ROBIN WOOD legt neben weiteren Themen einen großen Fokus auf eine nachhaltige und klimafreundliche Verkehrswende, informiert und kämpft für einen Wandel. Diese Mobilitätswende bedeutet, dass alle, die sich im öffentlichen Verkehrsraum bewegen und Verkehrsmittel benutzen, mit der Wahl des Verkehrsmittels indirekt über Energie, Emissionen und Flächennutzung entscheiden. Ihre Art der Mobilität beeinflusst die Sicherheit, Nachhaltigkeit, die Infrastruktur, den Arbeitsmarkt.
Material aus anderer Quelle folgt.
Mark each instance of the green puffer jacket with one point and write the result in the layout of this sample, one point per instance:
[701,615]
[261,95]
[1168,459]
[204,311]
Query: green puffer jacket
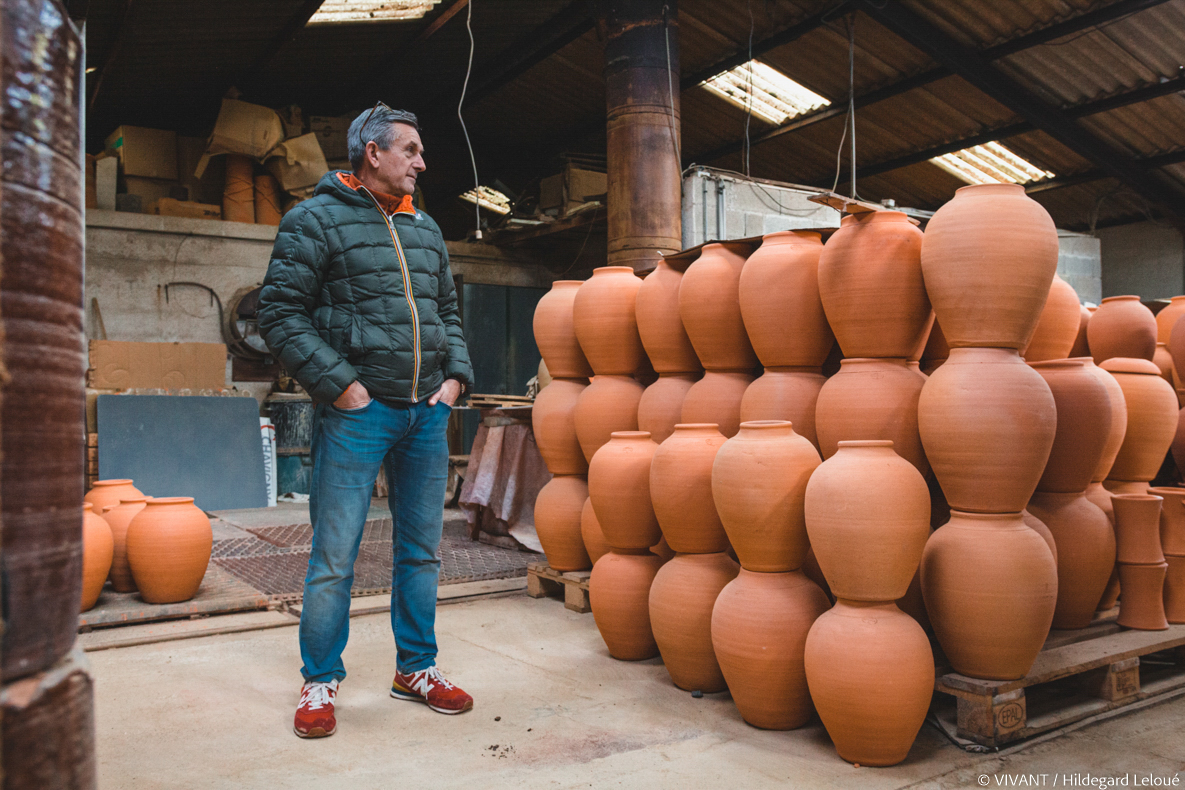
[353,295]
Und damit ist Mobilitätswende auf persönlicher Ebene die Frage, ob wir unser Mobilitätsverhalten ändern und welche Prozesse es braucht, um dies anzustoßen . Auf politischer Ebene ist die Verkehrswende ein notwendiger Schritt in Richtung Klimaschutz und sozialer Gerechtigkeit. Durch öffentliche Mobilität werden nicht nur Emissionen reduziert, sondern auch die Grundlage gesellschaftlicher Teilhabe geschaffen. Denn der Zugang zu Mobilität unterscheidet sich nach Einkommen, Einschränkungen und Verfügbarkeiten. Generell tragen Menschen mit höherem Einkommen überproportional zum Ausstoß von Treibhausgasen bei: Überdurchschnittlich viele Flugreisen, sowohl privat als auch beruflich, Geschäftsreisen und der Luxus der Privatjets. Von lautem Verkehr, Feinstaub und Abgasen ist in den grünen Vorstädten, wo Gutverdienende überwiegend leben, wenig zu spüren. Die Personen, die mit weniger Einkommen zurechtkommen müssen, sind allerdings ununterbrochen davon betroffen: Sie tragen die Folgen, sind aber nicht für die Ursachen verantwortlich. Folgend ist ein notwendiger Schritt in dieser Debatte, die Verursachenden stärker in die Verantwortung zu nehmen. Die aktuelle Verkehrspolitik legt einen starken Fokus auf die Automobilbranche und deren Konsument*innen. Im Gegensatz dazu versucht die Mobilitätswendebewegung, allen Personen die Möglichkeit einer unabhängigen Fortbewegung zu bieten. Mobilität verbindet und steht im Zentrum einer pulsierenden Gesellschaft - deshalb gilt es, Mobilität als gesellschaftliche Aufgabe wahrzunehmen, zu erkennen und zu handeln.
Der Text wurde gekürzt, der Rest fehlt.